Глава 20

Dans la pièce, le visage de Rouge était sombre tandis qu'elle fixait intensément Hailing : « Mademoiselle, que voulait dire le général Bai par là ? »

Quand Hailing vit Yanzhi poser la question, elle la tira pour qu'elle s'assoie à côté d'elle.
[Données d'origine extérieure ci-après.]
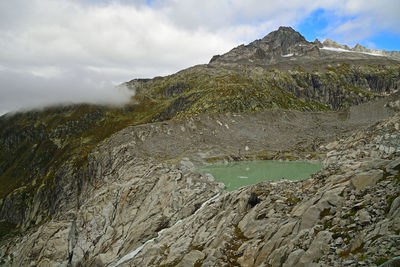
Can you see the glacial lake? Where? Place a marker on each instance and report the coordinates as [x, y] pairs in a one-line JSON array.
[[238, 174]]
« En réalité, si l'Empereur m'a accordé ce mariage, c'était pour avertir la famille Jiang de bien se tenir. Imaginez un peu qui est Jiang Batian

: un homme impitoyable. Il ne se soumettrait jamais docilement aux volontés de l'Empereur. C'est pourquoi il veut absolument se débarrasser de moi. Ainsi, le mariage arrangé par l'Empereur échouerait et il n'y aurait aucune répression. Il avait déjà prévu de s'occuper de moi, mais je suis tombée dans son piège et j'ai franchi la ligne rouge. Il s'est même retourné contre Liu Shi et Jiang Feixue, des personnes qui lui sont chères. Il a publiquement puni ces serviteurs, mais je crains que ma prochaine cible ne soit moi… »

Chapitre 25 Assassinat nocturne

Après que Hailing eut fini de parler dans la pièce, Yanzhi était quelque peu incrédule. Quoi qu'il en soit, Mademoiselle reste la fille du général. Même sans affection, comment un père pourrait-il se séparer de sa fille

?

"Manquer?"

« Bon, Baiye et moi, on se fait peut-être des idées. Allons nous coucher tôt. N'en parlons pas à maman, pour qu'elle ne s'inquiète pas. »

"Je sais."

Rouge cessa de parler et aida Hailing à s'endormir.

Alors que la nuit tombait, une luxueuse calèche circulait tranquillement le long de la large rue.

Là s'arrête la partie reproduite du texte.